Hi, I really appreciate your work. I'm reading your code about calculating keypoint centers from patch _[./models/local_matcher.calc_keypoint_centers_frompatches], but I have got confused: In the for loop: keypoints[0, k] = ((boxes[j+(i*W), 0] + boxes[(j+(patch_size[1]-1))+(i*W), 2]) / 2) keypoints[1, k] = ((boxes[j+((i+1)*W), 1] + boxes[j+((i+(patch_size[0]-1))*W), 3]) / 2) You select 4 points in each patch to calculate keypoints, why are these points? I mean,

Could you please give me a brief explanation? Thank you in advance and look forward to your reply.

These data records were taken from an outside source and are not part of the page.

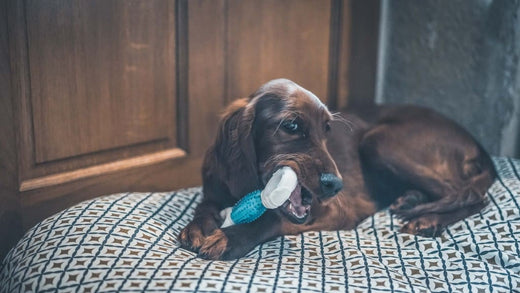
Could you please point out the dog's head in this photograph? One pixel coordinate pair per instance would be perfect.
(281, 124)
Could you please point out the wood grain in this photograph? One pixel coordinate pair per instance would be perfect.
(363, 52)
(10, 216)
(103, 169)
(169, 175)
(206, 76)
(102, 74)
(272, 39)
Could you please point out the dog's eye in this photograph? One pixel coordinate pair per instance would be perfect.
(291, 126)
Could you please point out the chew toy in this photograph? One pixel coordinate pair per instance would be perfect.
(254, 204)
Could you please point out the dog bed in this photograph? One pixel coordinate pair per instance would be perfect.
(127, 243)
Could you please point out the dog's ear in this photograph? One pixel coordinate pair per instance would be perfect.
(235, 149)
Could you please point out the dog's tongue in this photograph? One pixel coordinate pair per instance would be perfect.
(295, 200)
(296, 196)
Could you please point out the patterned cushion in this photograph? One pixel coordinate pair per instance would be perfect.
(127, 242)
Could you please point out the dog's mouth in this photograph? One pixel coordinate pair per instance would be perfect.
(298, 206)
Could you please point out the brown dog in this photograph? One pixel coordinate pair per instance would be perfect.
(348, 167)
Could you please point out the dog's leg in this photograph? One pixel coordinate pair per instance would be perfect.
(452, 175)
(235, 241)
(409, 200)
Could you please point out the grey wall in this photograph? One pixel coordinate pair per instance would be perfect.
(461, 57)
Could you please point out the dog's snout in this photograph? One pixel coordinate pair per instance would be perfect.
(330, 184)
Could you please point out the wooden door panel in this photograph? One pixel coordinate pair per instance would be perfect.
(272, 39)
(125, 95)
(102, 75)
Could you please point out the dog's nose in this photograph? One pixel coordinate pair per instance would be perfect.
(330, 184)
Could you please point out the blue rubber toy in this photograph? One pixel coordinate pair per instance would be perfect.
(255, 203)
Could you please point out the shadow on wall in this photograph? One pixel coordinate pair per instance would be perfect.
(461, 58)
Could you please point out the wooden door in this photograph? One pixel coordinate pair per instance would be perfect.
(124, 95)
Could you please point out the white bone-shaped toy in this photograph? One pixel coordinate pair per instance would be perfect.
(277, 190)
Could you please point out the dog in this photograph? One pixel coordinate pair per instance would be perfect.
(425, 167)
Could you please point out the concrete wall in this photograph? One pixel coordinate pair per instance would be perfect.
(461, 57)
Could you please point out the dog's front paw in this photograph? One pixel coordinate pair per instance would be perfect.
(191, 237)
(427, 226)
(214, 246)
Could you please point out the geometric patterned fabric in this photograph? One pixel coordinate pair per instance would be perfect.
(127, 243)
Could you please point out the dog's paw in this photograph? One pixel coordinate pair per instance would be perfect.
(226, 244)
(191, 237)
(214, 246)
(426, 226)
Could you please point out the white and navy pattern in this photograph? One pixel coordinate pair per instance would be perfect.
(127, 243)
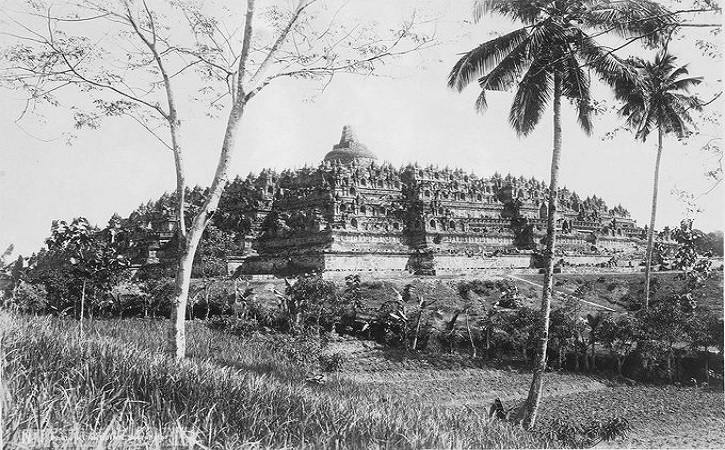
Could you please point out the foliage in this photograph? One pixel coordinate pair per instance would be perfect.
(553, 42)
(657, 98)
(332, 362)
(567, 327)
(570, 434)
(516, 329)
(117, 389)
(695, 268)
(309, 301)
(619, 337)
(28, 298)
(210, 259)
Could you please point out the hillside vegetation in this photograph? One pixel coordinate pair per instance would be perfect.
(114, 388)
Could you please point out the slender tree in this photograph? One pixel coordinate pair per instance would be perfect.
(141, 60)
(659, 101)
(549, 58)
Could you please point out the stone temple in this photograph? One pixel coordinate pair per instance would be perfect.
(353, 213)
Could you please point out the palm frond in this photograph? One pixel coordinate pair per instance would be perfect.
(505, 73)
(684, 84)
(483, 58)
(672, 121)
(675, 74)
(575, 85)
(481, 103)
(531, 97)
(614, 71)
(646, 124)
(689, 102)
(526, 11)
(629, 18)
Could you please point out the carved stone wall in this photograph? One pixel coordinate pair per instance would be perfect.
(352, 213)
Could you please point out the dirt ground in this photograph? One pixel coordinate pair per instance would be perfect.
(660, 416)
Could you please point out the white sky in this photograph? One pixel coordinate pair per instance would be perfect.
(411, 116)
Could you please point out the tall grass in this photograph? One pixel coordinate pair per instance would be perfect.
(114, 388)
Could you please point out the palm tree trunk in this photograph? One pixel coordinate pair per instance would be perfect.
(650, 231)
(531, 406)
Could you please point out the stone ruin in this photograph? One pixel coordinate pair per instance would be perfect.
(353, 213)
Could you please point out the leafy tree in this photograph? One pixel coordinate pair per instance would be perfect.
(94, 261)
(664, 326)
(657, 100)
(705, 330)
(308, 300)
(567, 329)
(594, 322)
(210, 259)
(147, 56)
(519, 329)
(619, 336)
(552, 55)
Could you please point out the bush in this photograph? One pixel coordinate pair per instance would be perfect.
(332, 362)
(28, 298)
(584, 435)
(116, 389)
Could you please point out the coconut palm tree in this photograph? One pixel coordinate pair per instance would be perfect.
(659, 101)
(549, 58)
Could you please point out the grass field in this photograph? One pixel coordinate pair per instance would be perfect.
(115, 389)
(610, 290)
(660, 416)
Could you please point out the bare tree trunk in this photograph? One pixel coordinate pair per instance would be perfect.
(207, 302)
(620, 363)
(650, 231)
(488, 341)
(470, 337)
(531, 406)
(83, 304)
(417, 330)
(177, 334)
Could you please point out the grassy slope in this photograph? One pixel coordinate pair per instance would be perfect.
(115, 388)
(609, 289)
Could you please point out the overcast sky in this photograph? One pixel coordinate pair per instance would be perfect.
(408, 116)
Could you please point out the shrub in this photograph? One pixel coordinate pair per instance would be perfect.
(332, 362)
(585, 435)
(28, 298)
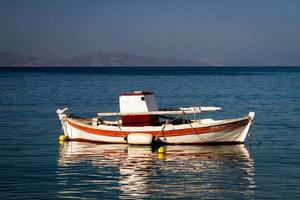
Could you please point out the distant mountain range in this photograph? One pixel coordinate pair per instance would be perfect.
(8, 59)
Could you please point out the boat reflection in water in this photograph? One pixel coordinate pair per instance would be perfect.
(90, 170)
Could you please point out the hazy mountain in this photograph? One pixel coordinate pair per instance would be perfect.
(97, 59)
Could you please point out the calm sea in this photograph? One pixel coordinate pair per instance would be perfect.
(34, 165)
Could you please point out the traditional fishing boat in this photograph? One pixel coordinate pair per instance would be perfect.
(140, 121)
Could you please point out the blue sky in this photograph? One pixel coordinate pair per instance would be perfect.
(253, 32)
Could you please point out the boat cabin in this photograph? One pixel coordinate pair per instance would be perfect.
(138, 102)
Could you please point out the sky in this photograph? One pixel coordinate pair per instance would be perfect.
(250, 32)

StephenHausler commented 2 years ago

The purpose of this code is to convert patches in feature space to equivalent positions in image space. Boxes, which is calculated in the function calc_receptive_boxes, contains the four corner pixel positions of each spatial position in the WxH feature map. However, because we use patch sizes that are larger than an individual 1x1 spatial element in the feature map, we had to add additional code to convert the 1x1 pixel positions into the four corner pixel positions of each patch. Specifically, we find the left-hand x position in image space for the top left spatial position in the patch. We then find the right-hand x position in image space for the rightmost spatial position in the patch. We repeat for the y positions. Once we have the four corner positions of each patch, we then find the centroid pixel position and that becomes the keypoint coordinate for the current patch.

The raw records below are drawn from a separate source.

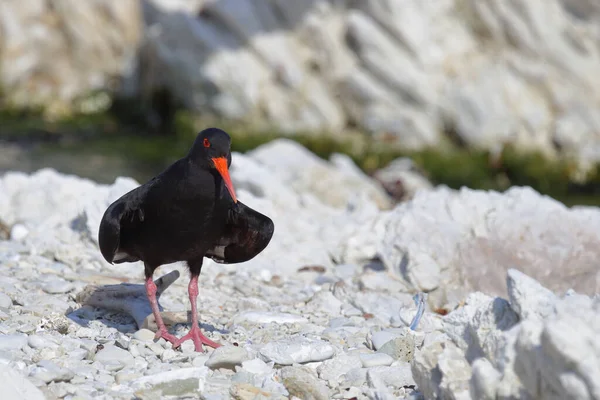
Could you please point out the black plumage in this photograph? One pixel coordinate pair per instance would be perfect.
(188, 212)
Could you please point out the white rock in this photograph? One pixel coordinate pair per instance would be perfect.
(382, 337)
(40, 342)
(296, 350)
(333, 369)
(477, 326)
(256, 366)
(48, 371)
(265, 317)
(376, 360)
(302, 383)
(15, 386)
(178, 382)
(112, 353)
(30, 29)
(57, 286)
(12, 342)
(144, 335)
(227, 357)
(18, 232)
(397, 376)
(528, 297)
(5, 301)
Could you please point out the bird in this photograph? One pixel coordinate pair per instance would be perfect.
(186, 213)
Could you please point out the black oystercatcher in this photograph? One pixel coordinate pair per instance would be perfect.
(188, 212)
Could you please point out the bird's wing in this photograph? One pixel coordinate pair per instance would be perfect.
(246, 234)
(124, 213)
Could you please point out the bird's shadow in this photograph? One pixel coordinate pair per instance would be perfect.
(124, 307)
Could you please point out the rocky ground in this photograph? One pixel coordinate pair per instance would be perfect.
(325, 311)
(483, 73)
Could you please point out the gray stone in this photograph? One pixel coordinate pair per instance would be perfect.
(227, 357)
(333, 369)
(296, 350)
(15, 386)
(528, 297)
(401, 348)
(376, 360)
(111, 353)
(302, 383)
(12, 342)
(144, 335)
(5, 301)
(179, 382)
(48, 371)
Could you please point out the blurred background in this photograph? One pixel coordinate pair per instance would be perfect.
(478, 93)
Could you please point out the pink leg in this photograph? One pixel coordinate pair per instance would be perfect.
(195, 334)
(162, 329)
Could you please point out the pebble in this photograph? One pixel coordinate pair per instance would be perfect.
(57, 286)
(125, 376)
(302, 383)
(13, 342)
(113, 353)
(264, 317)
(39, 342)
(15, 386)
(48, 371)
(227, 357)
(5, 301)
(376, 360)
(144, 335)
(338, 366)
(297, 350)
(382, 337)
(18, 232)
(402, 348)
(257, 366)
(179, 382)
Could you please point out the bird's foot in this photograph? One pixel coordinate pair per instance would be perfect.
(163, 333)
(198, 338)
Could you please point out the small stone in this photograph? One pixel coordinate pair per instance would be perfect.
(297, 350)
(264, 317)
(12, 342)
(144, 335)
(5, 301)
(331, 370)
(256, 366)
(48, 371)
(126, 376)
(302, 383)
(382, 337)
(376, 360)
(113, 353)
(40, 342)
(18, 232)
(401, 348)
(57, 286)
(178, 382)
(398, 376)
(227, 357)
(16, 386)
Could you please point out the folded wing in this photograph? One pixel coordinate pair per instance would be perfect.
(247, 233)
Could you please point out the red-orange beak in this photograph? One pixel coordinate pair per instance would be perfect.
(221, 166)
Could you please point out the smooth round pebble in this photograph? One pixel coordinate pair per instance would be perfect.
(144, 335)
(5, 301)
(227, 357)
(376, 359)
(13, 342)
(113, 353)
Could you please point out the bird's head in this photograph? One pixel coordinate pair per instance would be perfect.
(212, 150)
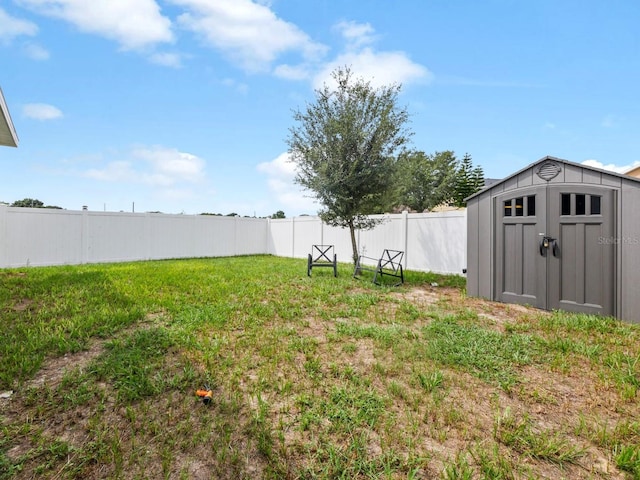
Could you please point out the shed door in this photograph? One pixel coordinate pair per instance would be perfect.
(555, 248)
(520, 273)
(581, 273)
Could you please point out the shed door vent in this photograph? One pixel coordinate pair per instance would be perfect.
(548, 170)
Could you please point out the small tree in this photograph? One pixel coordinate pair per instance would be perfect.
(426, 181)
(278, 214)
(469, 180)
(33, 203)
(345, 145)
(28, 202)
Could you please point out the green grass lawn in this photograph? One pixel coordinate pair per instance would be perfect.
(317, 377)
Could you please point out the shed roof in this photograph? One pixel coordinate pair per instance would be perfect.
(557, 160)
(8, 136)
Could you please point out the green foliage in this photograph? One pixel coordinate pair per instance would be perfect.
(469, 180)
(32, 203)
(345, 146)
(426, 181)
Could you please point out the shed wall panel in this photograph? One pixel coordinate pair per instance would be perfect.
(573, 174)
(629, 245)
(591, 176)
(525, 179)
(485, 245)
(473, 258)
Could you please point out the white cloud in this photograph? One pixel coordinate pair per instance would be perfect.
(41, 111)
(170, 166)
(610, 166)
(240, 87)
(11, 27)
(281, 173)
(250, 33)
(380, 68)
(114, 172)
(155, 166)
(133, 24)
(356, 34)
(298, 72)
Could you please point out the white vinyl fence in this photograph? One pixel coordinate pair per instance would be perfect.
(39, 237)
(435, 242)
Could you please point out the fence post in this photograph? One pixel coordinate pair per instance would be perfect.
(84, 237)
(405, 234)
(293, 237)
(3, 236)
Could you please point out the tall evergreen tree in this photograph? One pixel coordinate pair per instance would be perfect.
(426, 181)
(469, 180)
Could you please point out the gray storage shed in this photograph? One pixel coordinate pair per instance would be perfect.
(557, 235)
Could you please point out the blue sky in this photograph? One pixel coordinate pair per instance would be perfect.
(184, 106)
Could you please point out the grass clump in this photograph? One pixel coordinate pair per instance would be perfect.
(487, 354)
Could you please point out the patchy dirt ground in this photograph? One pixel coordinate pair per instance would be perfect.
(227, 439)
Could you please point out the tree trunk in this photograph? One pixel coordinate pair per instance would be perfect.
(354, 245)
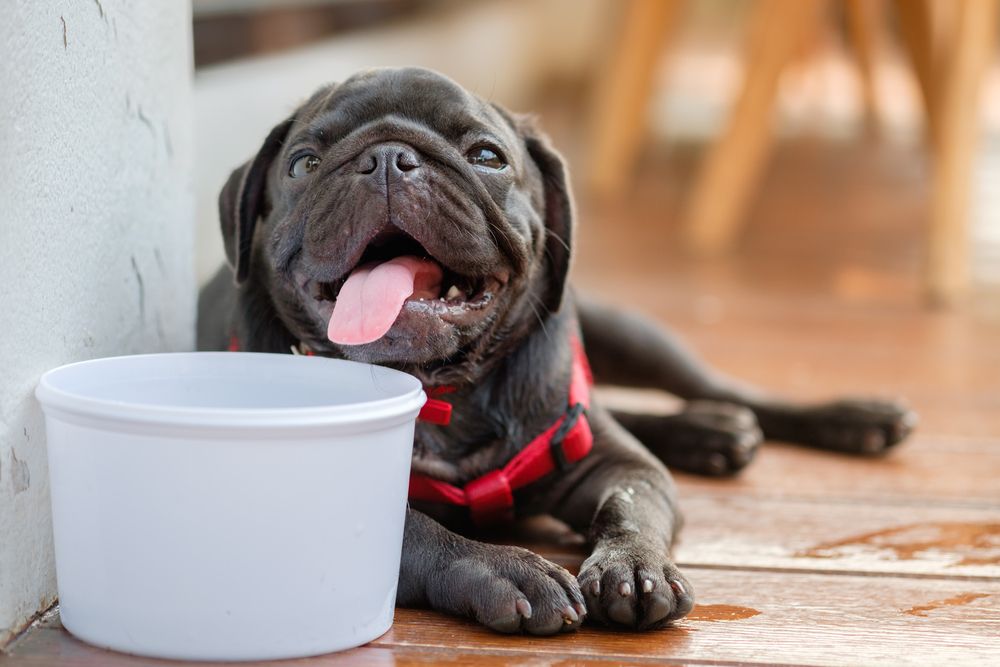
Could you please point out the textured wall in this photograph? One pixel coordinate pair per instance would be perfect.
(95, 228)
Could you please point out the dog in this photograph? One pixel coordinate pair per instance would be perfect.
(398, 219)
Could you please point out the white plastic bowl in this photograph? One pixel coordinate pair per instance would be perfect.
(228, 506)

It was confusing because our comments in calc_receptive_boxes were incorrect. Each box is actually represented by [xmin, ymin, xmax, ymax]. We also found a bug in that for loop, specifically the (i+1) in keypoints[1,k] should have just been i. Fixed in: https://github.com/QVPR/Patch-NetVLAD/commit/6005b555cf05414afac3f3c0203e22a249d05b91

This is the corrected explanation of the boxes (and after the bug fix): boxes[j+(iW), 0] is the x_min of the top left boxes[(j+(patch_size[1]-1))+(iW), 2] is the x_max of the top right boxes[j+(iW), 1] is the y_min of the top left boxes0W), 3] is the y_max of the bottom left

Hope this helps. Hopefully it also makes more sense now that we've fixed the bug and comments.

ShijieXue749 commented 2 years ago

Thank you for the detailed explanation. Now I understand.